November 18, 2022
On this day I saw this thing, and it was beautiful
The creative process is something that most artists have deemed mysterious, complicated and exhausting.
And these are the people who do this stuff for a living.
I’ve heard dozens of bestselling authors, screenwriters and musicians bemoan how their occupation as creative people is absolutely brutal, and great work only comes from great pain.
But what if there was simpler, calmer way? What if there was an intention with which we could approach our art that didn’t make us want to blow our brains out?
T-Bone Burnett, the award winning producer, filmmaker and musician, summarized it eloquently with the following passage in his memoir:
All artists do is mark things. They will say, on this day I was on this road and I saw this thing, and it was beautiful. Now I’m going to mark it so you don’t miss it when you’re going by.
Imagine if you treated your own creative work with that kind of intention. You’re simply here to mark things. The work is your documentation of all you notice as you walk through this world.
Come to think of it, that’s become my essential approach to writing music as I’ve gotten older. Much different than being in my teens and twenties.
Here’s the process.
Every day I write essays like the one you’re reading right now. Documenting my experiences and observations, unearthing my feelings and thoughts attached to them, and developing ideas for what to do in response.
Marking, as it were.
Many of those essays become songs. Words get extracted and culled into lyrical form, and eventually they’re matched up with melodies to bring them to life sonically.
What’s cool is, this process is vastly different from my historic approach to writing songs. It used to be less intentional and more sporadic. Here is what would happen for about the first twenty years of my musical life.
Songs would be treated as the emotional ground zero. Music would be the initial container into which I would hone my darkest fears and deepest longings, although I would never quite know what those were until the song was done.
I would essentially wander around on the guitar until something started to present itself. Once the melody caught my ear, I’d write the lyrics to accommodate it. The song was my way of uncovering how I felt about my life and the world.
Now, that process worked for many years, and I’m deeply proud of all the songs I composed, even if I don’t play the vast majority of the old tunes anymore.
But more recently, my creative approach has inverted. Now the feelings come first. These days, I spend a good hour or three getting very clear on what emotions are running through my system in the moment. And once that problem is solved on paper, then it’s time to bring it to life sonically as a three dimensional expression of the truth I’ve worked to understand.

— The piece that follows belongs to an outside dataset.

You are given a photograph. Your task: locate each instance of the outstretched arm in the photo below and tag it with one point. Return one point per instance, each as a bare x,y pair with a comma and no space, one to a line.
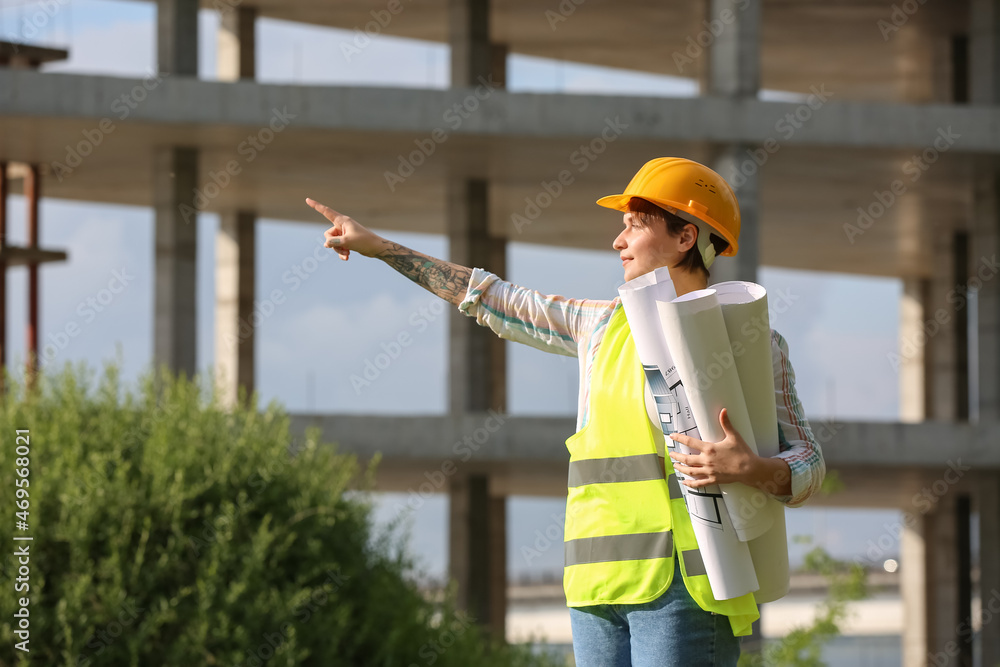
440,277
551,323
444,279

The essay becomes a sort of language bank and emotional source code from which a song organically grows.
This method ultimately makes my songwriting process faster, easier, simpler, more specific, and almost guaranteed to be authentic in its emotional content. Because I’ve already done the prework of figuring out how I feel about something.
The song is simply the artifact. It’s the mark.
How has your creative process evolved as you’ve matured? Have you ever taken the time to reflect on this aspect of your work?
It’s a fascinating experiment. What’s more, it’s a reminder that while hard work may be the process of getting better at things, discipline is the process of learning how you learn things.
Both of them are important to artistic growth, but only a small percentage of creators do the latter. It’s a core reason why being prolific is such a struggle for people. Because even if they are willing to put in the hard work to learn oil painting, guitar picking, tap dancing or standup comedy, what they lack is rigor around honing their own process.
You’ve got to save some creativity for yourself and embrace the privilege of having yourself as a client, as my mentor used to say. And if you’re not willing to dedicate at least some portion of your time understanding your own processes, then it will become hard replicate and repeat them consistently.
Now, you may be rightfully concerned:
The act of trying to figure out how the sausage is made will contaminate the result. It will kill the magic. The harder you chase after what you want, the more it will deny and elude you. Better to just sit back and relax and allow it to be organic and land softly on our shoulder.
Let me just state for the record, that approach isn’t bad or shameful. There is no right or wrong way to make things. Many amazing works of art have been produced via that very process. It’s just that when you’re willing to put some more rigor around your own systems, it enables you to reach new levels of output and expression in your work you could never attain otherwise.
Doing so may feel like limiting yourself, but the reality is, constraints are liberators. Your limitations are the containers into which the juice gets poured.
If you had more infrastructure and machinery inside of your creative process, how much more great work would you be able to kick out?